Dr. Malveaux urged the audience to participate in the Day of Absence set for Oct. 15 as part of the Commemoration. “On Oct. 14, we want to begin the process of economic withdrawal. Don’t buy that day. We want places to be empty. We have to have the discipline to not buy. This movement is about the many ways we are powerful.”

She also offered a way for residents to assist with the economic withdrawal. “Tell your friends and family to stay at your house instead of the hotels. Offer them meals and lodging. Remember when we had to do this. Remember when we couldn’t stay in these hotels. We have to think creatively to make an economic impact,” she explained. “Remember it’s not just millions more people; it’s millions more dollars that we are going to take control of.”

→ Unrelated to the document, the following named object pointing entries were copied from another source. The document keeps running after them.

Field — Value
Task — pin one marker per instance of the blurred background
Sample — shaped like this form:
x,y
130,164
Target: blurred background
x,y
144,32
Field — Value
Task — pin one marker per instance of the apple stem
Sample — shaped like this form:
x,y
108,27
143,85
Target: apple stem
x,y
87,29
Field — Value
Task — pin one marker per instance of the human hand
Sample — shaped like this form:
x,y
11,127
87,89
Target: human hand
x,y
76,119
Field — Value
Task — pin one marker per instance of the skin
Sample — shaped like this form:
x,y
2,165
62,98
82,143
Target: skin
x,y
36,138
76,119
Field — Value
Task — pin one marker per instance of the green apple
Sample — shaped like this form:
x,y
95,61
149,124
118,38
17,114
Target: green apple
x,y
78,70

The program also included remarks by Reverend Grainger Browning, pastor of Ebenezer African Methodist Episcopal Church, who hosted the event, and Ward 5 councilman and mayoral candidate Vincent Orange.

“I’m glad somebody’s going to talk about our social development,” said Gladys Davis, a senior citizen from the northwest segment of the city. “I just watch our children and shake my head. What is going on? Where are their parents? Why don’t they have home training? We’re just letting our children run wild. Something’s gotta happen.”

Michelle Turner, a 23-year-old from the northeast segment of the city, shared that while she was not at the march in 1995 because she was too young, she plans on attending the Commemoration. “I’ve heard about it and will definitely be there,” she said. “We need this march and we need it bad.”